Is air matter?
3. Weigh balloons
The Weight of Air
If you scoop a cup of water out of a large pot you can feel its weight. If you pour that water back into the pot, you would not expect that weight to cause the water to sink to the bottom of the pot and stay there, as if it were a rock. The water from the cup will mix in with and drift through the rest of the water as if it were weightless, because it has the same density as the water in the pot.
For the same reason, any specific quantity of air in the atmosphere appears to be weightless. However, air does have weight. Air pressure, which we hear about in weather reports, results from air's weight. Since we live with air pressure all around us, and even inside of us (e.g., lungs) we do not sense it. Even scales do not sense the weight of air, because they are completely surrounded by air pressure.
One way to demonstrate that a sample of air has weight is to make it denser than the surrounding air. It that case, the sample will sink in the atmosphere. Cold air is denser than warm air; more particles are packed into each cubic centimeter. Open the freezer door and you'll feel the cold air spilling down towards the floor. Compressed air is denser than uncompressed air, with more particles packed into each cubic centimeter.
Why a double balloon?
A balloon resists being stretched, so as it is inflated it compresses air particles closer together, making that air more dense than the uncompressed air in the room.

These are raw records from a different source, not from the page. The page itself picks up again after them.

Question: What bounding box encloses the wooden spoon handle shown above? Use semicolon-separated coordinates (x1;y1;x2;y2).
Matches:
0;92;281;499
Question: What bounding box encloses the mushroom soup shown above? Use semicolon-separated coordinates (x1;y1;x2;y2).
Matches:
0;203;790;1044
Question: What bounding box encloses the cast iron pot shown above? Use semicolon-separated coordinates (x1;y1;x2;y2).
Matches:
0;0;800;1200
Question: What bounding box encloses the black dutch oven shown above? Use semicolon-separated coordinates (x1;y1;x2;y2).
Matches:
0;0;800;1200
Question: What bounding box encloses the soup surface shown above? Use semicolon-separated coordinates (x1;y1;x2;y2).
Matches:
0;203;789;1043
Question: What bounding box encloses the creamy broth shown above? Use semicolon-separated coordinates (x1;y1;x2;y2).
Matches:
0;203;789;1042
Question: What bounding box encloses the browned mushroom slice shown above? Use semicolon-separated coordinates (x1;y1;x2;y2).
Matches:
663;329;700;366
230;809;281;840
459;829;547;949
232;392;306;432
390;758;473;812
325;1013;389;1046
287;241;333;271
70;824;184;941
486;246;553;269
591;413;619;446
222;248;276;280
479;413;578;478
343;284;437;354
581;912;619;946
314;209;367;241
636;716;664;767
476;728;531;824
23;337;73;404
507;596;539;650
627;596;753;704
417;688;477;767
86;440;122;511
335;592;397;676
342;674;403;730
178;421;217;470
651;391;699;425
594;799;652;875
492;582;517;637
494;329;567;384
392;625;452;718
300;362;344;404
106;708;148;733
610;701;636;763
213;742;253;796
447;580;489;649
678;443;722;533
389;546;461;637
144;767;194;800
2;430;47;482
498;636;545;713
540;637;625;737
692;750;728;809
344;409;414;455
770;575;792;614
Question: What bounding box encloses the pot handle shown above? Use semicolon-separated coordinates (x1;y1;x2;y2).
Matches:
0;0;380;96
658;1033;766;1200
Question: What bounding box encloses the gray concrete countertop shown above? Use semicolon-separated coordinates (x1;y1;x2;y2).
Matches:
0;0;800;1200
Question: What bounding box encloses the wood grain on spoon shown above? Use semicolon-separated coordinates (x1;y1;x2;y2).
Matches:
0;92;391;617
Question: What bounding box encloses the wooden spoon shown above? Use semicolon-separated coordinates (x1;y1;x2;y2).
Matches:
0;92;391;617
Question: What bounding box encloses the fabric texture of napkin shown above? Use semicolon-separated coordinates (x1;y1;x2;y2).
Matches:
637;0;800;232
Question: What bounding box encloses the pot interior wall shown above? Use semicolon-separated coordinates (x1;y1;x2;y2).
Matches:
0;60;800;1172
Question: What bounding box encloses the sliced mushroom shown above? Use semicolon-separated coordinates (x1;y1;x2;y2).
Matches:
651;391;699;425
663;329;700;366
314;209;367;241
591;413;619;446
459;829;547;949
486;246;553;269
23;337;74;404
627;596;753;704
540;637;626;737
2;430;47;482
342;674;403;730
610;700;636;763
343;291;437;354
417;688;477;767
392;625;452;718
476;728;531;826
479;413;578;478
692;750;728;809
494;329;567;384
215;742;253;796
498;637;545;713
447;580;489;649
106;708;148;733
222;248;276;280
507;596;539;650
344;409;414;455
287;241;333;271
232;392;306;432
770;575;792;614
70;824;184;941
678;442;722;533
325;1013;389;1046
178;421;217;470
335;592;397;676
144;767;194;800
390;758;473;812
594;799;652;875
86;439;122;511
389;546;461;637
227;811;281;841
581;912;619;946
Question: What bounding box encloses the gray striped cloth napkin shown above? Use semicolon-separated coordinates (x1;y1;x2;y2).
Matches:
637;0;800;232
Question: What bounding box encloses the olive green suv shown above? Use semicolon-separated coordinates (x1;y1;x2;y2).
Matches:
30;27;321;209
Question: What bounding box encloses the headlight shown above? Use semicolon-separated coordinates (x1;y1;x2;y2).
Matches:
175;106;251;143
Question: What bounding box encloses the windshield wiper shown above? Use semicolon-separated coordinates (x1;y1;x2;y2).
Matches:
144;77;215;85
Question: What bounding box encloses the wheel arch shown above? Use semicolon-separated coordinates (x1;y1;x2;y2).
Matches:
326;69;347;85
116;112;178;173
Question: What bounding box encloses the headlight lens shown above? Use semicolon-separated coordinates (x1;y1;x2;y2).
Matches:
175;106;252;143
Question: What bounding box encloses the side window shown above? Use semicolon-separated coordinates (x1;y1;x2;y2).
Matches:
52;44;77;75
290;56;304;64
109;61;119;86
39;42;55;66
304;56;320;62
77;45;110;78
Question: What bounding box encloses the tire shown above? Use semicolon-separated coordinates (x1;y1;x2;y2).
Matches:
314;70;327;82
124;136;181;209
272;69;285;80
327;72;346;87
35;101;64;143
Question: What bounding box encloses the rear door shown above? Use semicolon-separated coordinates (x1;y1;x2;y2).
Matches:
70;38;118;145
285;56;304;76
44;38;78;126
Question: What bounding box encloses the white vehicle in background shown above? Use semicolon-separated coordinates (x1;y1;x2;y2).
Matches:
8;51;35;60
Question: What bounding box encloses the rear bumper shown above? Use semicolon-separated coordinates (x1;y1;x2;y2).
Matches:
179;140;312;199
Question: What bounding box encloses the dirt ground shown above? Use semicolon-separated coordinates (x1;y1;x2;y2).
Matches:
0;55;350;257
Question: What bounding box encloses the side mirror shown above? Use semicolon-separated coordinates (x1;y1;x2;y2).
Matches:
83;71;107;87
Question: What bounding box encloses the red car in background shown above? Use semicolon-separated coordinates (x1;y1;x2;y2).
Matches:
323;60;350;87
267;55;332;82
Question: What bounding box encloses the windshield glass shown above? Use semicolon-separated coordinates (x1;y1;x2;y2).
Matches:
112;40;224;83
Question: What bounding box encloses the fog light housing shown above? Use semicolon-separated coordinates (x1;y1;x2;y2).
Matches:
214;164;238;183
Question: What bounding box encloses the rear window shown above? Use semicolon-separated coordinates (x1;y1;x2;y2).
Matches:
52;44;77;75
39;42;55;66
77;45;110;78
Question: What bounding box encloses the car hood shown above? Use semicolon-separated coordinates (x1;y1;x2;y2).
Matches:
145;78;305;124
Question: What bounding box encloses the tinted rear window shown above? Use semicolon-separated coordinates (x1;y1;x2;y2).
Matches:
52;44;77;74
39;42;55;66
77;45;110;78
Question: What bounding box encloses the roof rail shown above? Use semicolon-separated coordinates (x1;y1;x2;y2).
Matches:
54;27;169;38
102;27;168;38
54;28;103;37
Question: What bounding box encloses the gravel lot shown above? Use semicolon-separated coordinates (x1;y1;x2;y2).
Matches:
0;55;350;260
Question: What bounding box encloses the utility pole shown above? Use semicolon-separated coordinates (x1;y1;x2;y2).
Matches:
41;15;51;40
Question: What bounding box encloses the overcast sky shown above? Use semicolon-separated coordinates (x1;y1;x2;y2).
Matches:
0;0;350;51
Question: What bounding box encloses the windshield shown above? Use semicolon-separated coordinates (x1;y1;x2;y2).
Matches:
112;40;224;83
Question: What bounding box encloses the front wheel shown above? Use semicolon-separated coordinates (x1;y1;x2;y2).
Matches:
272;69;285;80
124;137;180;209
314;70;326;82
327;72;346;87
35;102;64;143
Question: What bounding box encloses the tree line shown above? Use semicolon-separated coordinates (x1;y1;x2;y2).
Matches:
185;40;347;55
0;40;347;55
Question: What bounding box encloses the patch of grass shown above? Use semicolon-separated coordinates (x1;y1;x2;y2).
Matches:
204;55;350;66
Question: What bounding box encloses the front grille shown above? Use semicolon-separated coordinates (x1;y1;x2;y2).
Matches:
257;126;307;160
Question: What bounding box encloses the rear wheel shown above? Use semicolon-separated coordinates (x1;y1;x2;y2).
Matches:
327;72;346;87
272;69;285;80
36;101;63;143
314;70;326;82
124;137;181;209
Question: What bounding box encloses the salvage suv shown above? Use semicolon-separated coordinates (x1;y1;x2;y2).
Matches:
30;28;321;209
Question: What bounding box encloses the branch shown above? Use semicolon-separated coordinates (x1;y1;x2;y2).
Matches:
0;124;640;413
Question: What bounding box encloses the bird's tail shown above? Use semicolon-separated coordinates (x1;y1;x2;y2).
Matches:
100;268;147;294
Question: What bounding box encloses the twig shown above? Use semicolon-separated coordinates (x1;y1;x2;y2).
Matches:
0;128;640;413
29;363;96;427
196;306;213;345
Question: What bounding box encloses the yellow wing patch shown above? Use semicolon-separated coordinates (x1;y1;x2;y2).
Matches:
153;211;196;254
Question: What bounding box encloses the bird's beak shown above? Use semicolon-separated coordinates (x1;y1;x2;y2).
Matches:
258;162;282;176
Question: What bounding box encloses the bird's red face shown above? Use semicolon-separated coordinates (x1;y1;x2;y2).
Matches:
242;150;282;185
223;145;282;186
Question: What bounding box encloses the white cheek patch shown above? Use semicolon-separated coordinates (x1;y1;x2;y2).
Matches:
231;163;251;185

A double balloon offers even more resistance to being inflated, and compresses the air particles even closer together, making the enclosed air dense enough for a balloon-sized quantity to tip the pan balance.
Students may not need this much information. The demonstration speaks for itself.
Remind students that if air is matter, it must have weight. A question is:
- No, you can't feel air and it doesn't register on a scale.
- Yes, because my soccer ball feels heavier after I pump it up with air.
What positions do students take? Be sure to hear from students with positions on each side of the question. Ask students to make a claim and to provide the evidence or reasoning on which their claim is based.
Show students the uninflated double balloons placed on each side of the double pan balance. Point out that the two sides balance and so there are equal weights on both sides. Next, ask students to imagine that the balloons on one side of the balance are inflated.
- What will we observe if air doesn't weigh anything?
- What will we observe if air does have weight?
Use the balloon pump (with the rubber stopper) to inflate one set of doubled balloons to its full size. Using a balloon pump to inflate a balloon avoids adding moisture from your lungs into the balloon, which in turn helps to establish the fact that "dry" air has weight.
Tie off the opening of the inner balloon and return the inflated double balloon to the double pan balance. The pan with the inflated double balloon will move down.
Do we have evidence that air has weight?
Students record their responses on the [Does air have weight?] page in their Science Notebooks.